Tuesday, August 13, 2019
“Order is one of the needs of life which, when it is satisfied, produces a real happiness.”
One of my favorite things of the first weeks in our Montessori classroom is the clear establishment of order. I think the idea that external order brings about internal order is by now well accepted and with all the Mary Kondo-ing that happens in my own home, I know as an adult how well I feel when my house is in good order. I hope that for the children coming to our environment it would feel the same.
The children of this age group are primed to respond to order. They crave routine, consistency, repetition, and being shown how to do things in a clear and organized way. They don't like surprise expectations, so we walk them slowly and carefully through the path that satisfies that need.
We start the year by stripping the shelves clear of anything unnecessary for the new children who arrive a full week before returning children. Parents of the new children are surprised at how little is available on the shelves these first days. Few things available makes it easier for the new children see what is available, where to put it away, and avoids the difficulty of having to choose from too much or something that you may not be ready for yet.
Our orientation week is structured simply and the same routine is followed each day. Our short day schedule is as follows:
(Play being used interchangeably for the word "Work").
We focus on establishing relationships between the children and the adults, mentioning each other's name aloud often and facilitating collaborations among the children from the very beginning.
We give a plethora of initial grace and courtesy lessons.
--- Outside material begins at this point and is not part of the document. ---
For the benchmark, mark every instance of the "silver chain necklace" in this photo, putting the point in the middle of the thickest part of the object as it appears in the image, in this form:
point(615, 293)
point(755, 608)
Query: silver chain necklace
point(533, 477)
Each lesson demonstrated purposefully by the adult, practiced by a handful of children (repetition for the others to watch), and then hopefully acted out in real time in the classroom.
We show things like:
How to enter the classroom
How to wash your hands
How to use the bathroom
How to work at a table
How to work at a rug
How to roll and unroll rugs
How to walk around a rug
How to set up and clean up snack
How to set up and clean up lunch
How to observe a friend working
Aside from these lessons, I am watching for what else is needed to establish the social harmony and independence that will allow the new children to function well once the larger group returns. Whatever is missing becomes the curriculum for the next day.
Many of the materials available are basic exercises for developing independence in the classroom: Using a dustpan, Using a sponge, Using a mop, Using a broom, Spooning, Pouring, Dressing frames. Other materials are transitional toys to support the new children's ability to sustain concentration while choosing their own work for 2 hours (the length of their work period) such as Lego, building blocks, puzzles, and gives me time to observe and respond to the needs of the new children as I learn a little about who they are and what they can do.
The days go by smoothly, safely, predictably with an order that feels supported by the environment around us.